ドライバーをすべて更新すれば、ドライバーが原因だった場合は確実にエラーの発生を防げます。仮に直接の原因でなくても、常に最新のドライバー環境を保てるのは大きなメリットです。
- スタートボタンを選択し、「デバイスマネージャー」と入力して、ウィンドウ上部に表示される候補から選択します。

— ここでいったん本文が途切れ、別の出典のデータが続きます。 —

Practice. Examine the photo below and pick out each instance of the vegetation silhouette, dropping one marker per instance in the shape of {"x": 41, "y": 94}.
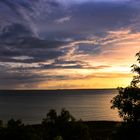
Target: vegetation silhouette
{"x": 128, "y": 100}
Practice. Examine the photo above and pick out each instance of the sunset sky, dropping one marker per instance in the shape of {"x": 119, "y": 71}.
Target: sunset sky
{"x": 68, "y": 44}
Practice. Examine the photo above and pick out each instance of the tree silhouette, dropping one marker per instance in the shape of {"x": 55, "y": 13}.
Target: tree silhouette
{"x": 128, "y": 99}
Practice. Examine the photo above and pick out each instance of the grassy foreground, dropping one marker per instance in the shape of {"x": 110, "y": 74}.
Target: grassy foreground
{"x": 63, "y": 126}
{"x": 78, "y": 130}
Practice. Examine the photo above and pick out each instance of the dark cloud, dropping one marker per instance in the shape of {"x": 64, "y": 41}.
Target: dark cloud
{"x": 35, "y": 35}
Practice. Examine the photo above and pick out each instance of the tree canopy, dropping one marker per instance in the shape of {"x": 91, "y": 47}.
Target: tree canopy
{"x": 128, "y": 99}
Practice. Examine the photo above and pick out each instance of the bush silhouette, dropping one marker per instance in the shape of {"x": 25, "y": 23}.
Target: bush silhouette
{"x": 128, "y": 100}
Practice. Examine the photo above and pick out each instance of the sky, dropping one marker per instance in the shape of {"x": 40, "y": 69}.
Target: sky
{"x": 68, "y": 44}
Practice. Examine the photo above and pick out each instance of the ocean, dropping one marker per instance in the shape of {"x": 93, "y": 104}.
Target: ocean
{"x": 32, "y": 106}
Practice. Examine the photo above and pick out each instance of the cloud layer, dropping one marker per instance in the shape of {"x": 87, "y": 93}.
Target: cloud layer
{"x": 50, "y": 44}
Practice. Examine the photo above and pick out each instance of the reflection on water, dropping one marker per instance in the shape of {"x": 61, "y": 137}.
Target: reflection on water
{"x": 31, "y": 108}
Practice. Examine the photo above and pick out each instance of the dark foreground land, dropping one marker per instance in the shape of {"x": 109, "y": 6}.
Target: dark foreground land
{"x": 78, "y": 130}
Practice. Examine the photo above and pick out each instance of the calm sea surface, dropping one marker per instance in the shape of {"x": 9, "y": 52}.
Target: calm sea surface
{"x": 83, "y": 104}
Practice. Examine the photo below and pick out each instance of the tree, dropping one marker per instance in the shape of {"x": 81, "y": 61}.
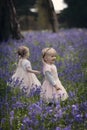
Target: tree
{"x": 75, "y": 15}
{"x": 9, "y": 26}
{"x": 47, "y": 15}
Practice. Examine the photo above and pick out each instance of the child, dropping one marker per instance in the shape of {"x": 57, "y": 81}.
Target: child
{"x": 51, "y": 86}
{"x": 24, "y": 72}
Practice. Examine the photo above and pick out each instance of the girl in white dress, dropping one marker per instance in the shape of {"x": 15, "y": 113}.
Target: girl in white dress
{"x": 51, "y": 87}
{"x": 24, "y": 73}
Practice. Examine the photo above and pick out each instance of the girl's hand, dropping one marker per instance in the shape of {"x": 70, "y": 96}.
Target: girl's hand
{"x": 37, "y": 72}
{"x": 57, "y": 88}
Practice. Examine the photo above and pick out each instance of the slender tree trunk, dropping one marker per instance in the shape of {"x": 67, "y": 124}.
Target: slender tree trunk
{"x": 9, "y": 26}
{"x": 47, "y": 14}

- カテゴリを展開してデバイス名を探し、右クリック(または長押し)して「ドライバーの更新」を選択します。たとえばグラフィックカードの場合は「ディスプレイアダプター」を展開し、グラフィックカードを右クリックして「ドライバーの更新」を選びます。

- 「ドライバーを自動的に検索」を選択します。
- Windowsで新しいドライバーが見つからない場合は、デバイスメーカーの公式サイトでドライバーを探し、案内に従ってインストールしてください。手順はメーカーごとに異なります。
補足:Windows 10では、最新ドライバーがWindows Updateと一緒に自動的にインストールされることが多いため、PCを常に最新の状態に保つことをおすすめします。Windows UpdateはWindows 10では自動的に実行されますが、以下の手順で新しい更新プログラムがないか手動で確認できます。
- Windowsキー + I を同時に押して、Windows PCの「設定」を開きます。あるいは、タスクバー右側の検索バーで「設定」を検索しても構いません。
- 設定アプリ内の「更新とセキュリティ」セクションを見つけて開きます。
- 「Windows Update」タブのまま、「更新状況」の下にある「更新プログラムのチェック」ボタンをクリックし、新しいバージョンのWindowsが利用可能かどうかを確認します。

- 更新プログラムがあれば、Windowsが自動的にダウンロードを開始します。